Proceedings of the
35th European Safety and Reliability Conference (ESREL2025) and
the 33rd Society for Risk Analysis Europe Conference (SRA-E 2025)
15 – 19 June 2025, Stavanger, Norway
Continuous-State Survival Functions for Reinforced Concrete Bridges Based on Physics-Based Degradation Models and Visual Inspection
1Chair of Engineering Material and Building Preservation, Helmut-Schmidt-University/University of the Federal Armed Forces Hamburg, Germany.
2Institute for Risk and Reliability, Leibniz University Hannover, Germany.

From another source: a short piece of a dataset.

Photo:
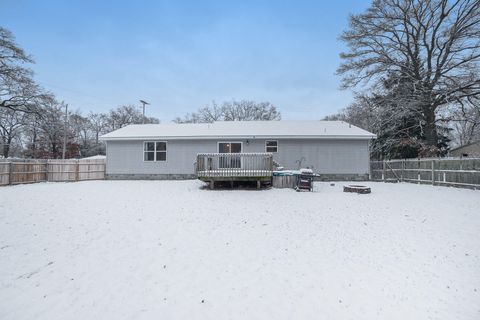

3Institute for Risk and Uncertainty, University of Liverpool
4International Join Research Center for Resilient Infrastructure & International Joint Research Center for Engineering Reliability and Stochastic Mechanics, Tongji University
ABSTRACT
This study presents an approach to evaluate the Continuous-State Survival Functions (CSSF) of structural systems, considering the degradation of individual components and their arrangement within the system. System reliability is quantified using the Diagonally Approximated Signature (DAS), a framework that separates the system's topological configuration from the probabilistic behavior of its components, enabling efficient reliability computation. Although traditional survival signature methods assume binary states, this work extends the concept to accommodate continuously degrading components. Component reliability is evaluated through a physics-based degradation model, integrated with results from visual inspections of the structure. The proposed approach is demonstrated on a reinforced concrete girder bridge structure affected by corrosion. The system components - namely the bridge girders - are characterized by different deterioration processes. The DAS acts as a surrogate modeling approach and provides an efficient alternative for costly Monte Carlo simulation. The proposed procedure includes deriving CSSFs for structural elements and then propagating these through the DAS to quantify the CSSFs of the bridge. Thus, this paper constitutes a further stepping stone for stochastically simulating large-scale systems for infrastructure network reliability analyses under various degradation dynamics.
Keywords: Reliability analysis, System analysis, Survival signature, Bridge management system, Reinforced concrete, Corrosion.